Приснилось мне почему-то то самое кафе "Bonne chance". Я сидел на высоком барном стуле у пустой стойки. А напротив стоял Ремесленник. Павел улыбнулся и подмигнул.
- Долгонько ты адаптируешься, Миротворец!
- Как могу, - пожал я плечами.
- Но это даже хорошо. Те закладки с форсированными изменениями, что я заложил в твой нейротрон при слишком быстрой адаптации могли внести нежелательные изменения в твою физиологию.
- Это какие же? - поинтересовался я.
- Ну, например, начал бы писаться по ночам или заработал жесточайшую мигрень. Согласись, не очень полезные приобретения в твоих обстоятельствах?
- Пожалуй, - странно, ясность мыслей во сне никогда не были моим коньком. Обычно все мои сновидения размыты и не имеют чётко структурированного начала и конца. А здесь вполне конкретное место и даже время судя по сумеркам, заглядывающим в окна, и тишине, несмотря на центр Москвы.

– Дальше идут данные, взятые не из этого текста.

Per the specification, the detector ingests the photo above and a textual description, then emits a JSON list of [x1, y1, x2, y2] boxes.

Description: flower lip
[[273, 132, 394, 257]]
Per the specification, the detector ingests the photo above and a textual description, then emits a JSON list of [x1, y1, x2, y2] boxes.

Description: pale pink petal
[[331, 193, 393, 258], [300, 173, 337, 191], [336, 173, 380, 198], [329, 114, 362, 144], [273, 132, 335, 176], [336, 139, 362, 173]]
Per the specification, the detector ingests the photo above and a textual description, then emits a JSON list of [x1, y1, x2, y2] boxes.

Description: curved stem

- Не прислушивайся, Гавр. Всё, что сейчас с тобой происходит, лишь в твоей голове. И это не сновидение в обычном смысле, - Павел запрыгнул на стойку и крутанул парочку фуэте, балансируя на носке кроссовка, затем как ни в чём не бывало присел на её край, свесив ноги в дырявых джинсах, - я позволил себе вставить в некоторые из закладок в твой нейротрон инструктивные пакеты. Ткани твоего тела, как и нейронные связи уже претерпели более половины проинициированных нейротроном изменений и дальнейший успех требует теперь уже от тебя определённых усилий.
- Нужны тренировки?
- В точку! Гавр, в точку! Люблю образованных реципиентов. Понадобятся монотонные многократные повторения одних и тех же упражнений. Хотя, - Ремесленник поболтал ногами над стойкой, - кое-что в этом роде, пожалуй, будет полезно проводить регулярно, так сказать, для видимости и в целях конспирации перед другими людьми для создания имиджа человека, следящего за своей физической формой. Внезапно проявляющиеся выдающиеся навыки только привлекают излишнее внимание к тебе. Кстати, что-нибудь уже почувствовал?
- Да. Две ночи спокойно обходился без сна. При этом физическая нагрузка все эти дни была выше среднего. Я имею в виду моё основное тело. Постоянное ощущение лёгкости и переполненности энергией. Что называется, "кровь кипит". Память: неизвестные тексты запоминаются с первого прочтения, фотографическое запоминание всего того, что я делал в ночь перед переносом, в частности, информации из сети по Первой мировой. Ну, примерно всё.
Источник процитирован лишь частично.